Alternatively, participants may listen to the live call by dialing 1-888-317-6003 in the United States or 1-412-317-6061 internationally. Please use the conference ID 1471720. Participants are encouraged to dial into the call or link to the webcast at least fifteen minutes prior to the scheduled start time. A telephone replay will be available for seven days following the call. To access the telephone replay, dial 1-877-344-7529 in the United States or 1-412-317-0088 internationally using the conference ID 10088325.

Forward-Looking Statements

This press release contains forward-looking statements within the meaning of Section 27A of the Securities Act of 1933, as amended, and Section 21E of the Securities Exchange Act of 1934, as amended. These statements include, but are not limited to, statements related to the expectations regarding the performance of Hilton’s business, financial results, liquidity and capital resources, the planned spin-offs and other non-historical statements, including the statements in the “Outlook” section of this press release. You can identify these forward-looking statements by the use of words such as “outlook,” “believes,” “expects,” “potential,” “continues,” “may,” “will,” “should,” “could,” “seeks,” “projects,” “predicts,” “intends,” “plans,” “estimates,” “anticipates” or the negative version of these words or other comparable words. Such forward-looking statements are subject to various risks and uncertainties, including, among others, risks inherent to the hospitality industry, macroeconomic factors beyond Hilton’s control, competition for hotel guests, management and franchise agreements and timeshare sales, risks related to doing business with third-party hotel owners, Hilton’s significant investments in owned and leased real estate, performance of Hilton’s information technology systems, growth of reservation channels outside of Hilton’s system, risks of doing business outside of the United States, risks related to Hilton’s proposed spin-offs and Hilton’s indebtedness.

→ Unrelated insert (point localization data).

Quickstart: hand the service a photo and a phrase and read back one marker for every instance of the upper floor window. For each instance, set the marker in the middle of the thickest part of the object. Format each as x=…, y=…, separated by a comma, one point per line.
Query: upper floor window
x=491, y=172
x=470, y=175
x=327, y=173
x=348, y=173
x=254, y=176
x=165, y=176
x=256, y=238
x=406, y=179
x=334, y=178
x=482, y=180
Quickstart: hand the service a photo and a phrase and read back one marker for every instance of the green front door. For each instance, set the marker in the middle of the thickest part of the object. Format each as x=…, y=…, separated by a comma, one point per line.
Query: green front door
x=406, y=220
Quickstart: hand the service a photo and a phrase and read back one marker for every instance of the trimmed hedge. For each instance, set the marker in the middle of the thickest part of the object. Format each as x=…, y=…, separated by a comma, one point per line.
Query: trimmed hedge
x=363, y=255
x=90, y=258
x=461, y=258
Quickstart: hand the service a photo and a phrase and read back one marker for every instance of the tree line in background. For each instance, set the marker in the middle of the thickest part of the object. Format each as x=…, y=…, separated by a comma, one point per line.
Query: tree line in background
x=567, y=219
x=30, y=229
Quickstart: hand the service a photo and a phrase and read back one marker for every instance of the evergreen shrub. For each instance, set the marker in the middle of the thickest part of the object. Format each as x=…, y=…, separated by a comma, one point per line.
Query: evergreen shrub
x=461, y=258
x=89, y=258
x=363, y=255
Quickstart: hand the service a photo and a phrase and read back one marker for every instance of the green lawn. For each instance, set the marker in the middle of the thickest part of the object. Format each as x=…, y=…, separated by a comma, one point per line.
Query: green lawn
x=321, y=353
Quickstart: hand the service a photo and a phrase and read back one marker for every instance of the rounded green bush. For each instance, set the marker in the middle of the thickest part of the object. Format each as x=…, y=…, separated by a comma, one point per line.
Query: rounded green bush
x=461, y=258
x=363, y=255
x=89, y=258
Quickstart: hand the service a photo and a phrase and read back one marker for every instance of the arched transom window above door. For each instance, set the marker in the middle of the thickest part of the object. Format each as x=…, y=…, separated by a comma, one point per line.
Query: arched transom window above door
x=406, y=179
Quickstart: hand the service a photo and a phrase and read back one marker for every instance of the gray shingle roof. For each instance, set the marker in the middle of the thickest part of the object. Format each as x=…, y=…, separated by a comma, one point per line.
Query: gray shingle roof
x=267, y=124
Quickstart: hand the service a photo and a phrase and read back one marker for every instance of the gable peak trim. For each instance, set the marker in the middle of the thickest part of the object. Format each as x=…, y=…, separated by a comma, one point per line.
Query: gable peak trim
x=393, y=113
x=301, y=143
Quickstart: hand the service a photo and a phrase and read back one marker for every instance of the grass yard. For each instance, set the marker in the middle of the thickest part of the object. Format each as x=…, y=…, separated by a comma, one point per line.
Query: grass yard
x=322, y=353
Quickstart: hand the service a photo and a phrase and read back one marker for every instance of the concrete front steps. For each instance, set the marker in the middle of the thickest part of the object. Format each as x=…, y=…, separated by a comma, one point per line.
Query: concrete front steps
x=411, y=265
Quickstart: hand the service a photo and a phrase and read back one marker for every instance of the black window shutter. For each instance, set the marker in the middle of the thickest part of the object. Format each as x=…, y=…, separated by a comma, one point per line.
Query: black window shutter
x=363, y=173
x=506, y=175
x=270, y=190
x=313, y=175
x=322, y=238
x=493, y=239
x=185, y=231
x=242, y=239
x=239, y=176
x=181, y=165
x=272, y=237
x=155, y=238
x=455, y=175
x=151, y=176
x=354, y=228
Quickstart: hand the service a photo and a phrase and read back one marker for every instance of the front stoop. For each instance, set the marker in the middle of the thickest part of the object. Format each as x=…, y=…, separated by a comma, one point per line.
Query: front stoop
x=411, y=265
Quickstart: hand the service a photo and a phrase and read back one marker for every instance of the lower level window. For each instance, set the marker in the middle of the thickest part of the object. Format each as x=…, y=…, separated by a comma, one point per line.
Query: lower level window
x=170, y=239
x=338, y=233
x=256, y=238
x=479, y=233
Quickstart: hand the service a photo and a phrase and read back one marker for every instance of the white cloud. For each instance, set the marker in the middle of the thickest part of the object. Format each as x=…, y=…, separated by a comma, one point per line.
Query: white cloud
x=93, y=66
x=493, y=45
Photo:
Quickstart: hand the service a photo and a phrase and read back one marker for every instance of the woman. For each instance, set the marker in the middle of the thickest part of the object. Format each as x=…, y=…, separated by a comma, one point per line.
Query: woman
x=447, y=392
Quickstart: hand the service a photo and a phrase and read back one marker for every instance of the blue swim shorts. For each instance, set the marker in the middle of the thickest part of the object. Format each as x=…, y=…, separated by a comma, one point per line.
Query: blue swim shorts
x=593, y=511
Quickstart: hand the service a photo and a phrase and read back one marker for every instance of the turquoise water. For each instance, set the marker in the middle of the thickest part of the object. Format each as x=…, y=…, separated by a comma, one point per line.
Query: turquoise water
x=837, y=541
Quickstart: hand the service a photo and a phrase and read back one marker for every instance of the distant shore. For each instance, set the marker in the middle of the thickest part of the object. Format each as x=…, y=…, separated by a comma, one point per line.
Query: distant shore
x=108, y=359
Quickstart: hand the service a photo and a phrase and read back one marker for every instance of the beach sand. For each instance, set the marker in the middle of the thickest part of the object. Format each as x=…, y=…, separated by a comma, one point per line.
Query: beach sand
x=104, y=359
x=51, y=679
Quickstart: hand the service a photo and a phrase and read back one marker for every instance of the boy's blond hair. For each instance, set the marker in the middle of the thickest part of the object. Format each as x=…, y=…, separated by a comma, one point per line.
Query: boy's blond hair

Additional factors that could cause Hilton’s results to differ materially from those described in the forward-looking statements can be found under the section entitled “Part I—Item 1A. Risk Factors” of the Annual Report on Form 10-K for the fiscal year ended December 31, 2015, filed with the SEC, as such factors may be updated from time to time in Hilton’s periodic filings with the SEC, which are accessible on the SEC’s website at www.sec.gov. Accordingly, there are or will be important factors that could cause actual outcomes or results to differ materially from those indicated in these statements. These factors should not be construed as exhaustive and should be read in conjunction with the other cautionary statements that are included in this release and in Hilton’s filings with the SEC. The Company undertakes no obligation to publicly update or review any forward-looking statement, whether as a result of new information, future developments or otherwise, except as required by law.

Non-GAAP Financial Measures

The Company refers to certain non-GAAP financial measures in this press release, including net income and EPS, adjusted for special items, Adjusted EBITDA and Adjusted EBITDA margin, Net debt and Net debt to Adjusted EBITDA ratio. Please see the schedules to this press release including the “Definitions” section for additional information and reconciliations of such non-GAAP financial measures.

In addition, this press release includes projected pro forma Adjusted EBITDA for the year ending December 31, 2016 for each of Hilton, Park Hotels & Resorts Inc. and Hilton Grand Vacations Inc. A reconciliation of projected pro forma Adjusted EBITDA to a measure calculated in accordance with GAAP is not available without unreasonable effort due to the unavailability of certain information needed to calculate certain reconciling items, including interest expense and income tax expense. For the same reasons, we are unable to address the probable significance of the unavailable information, which could be material to future results.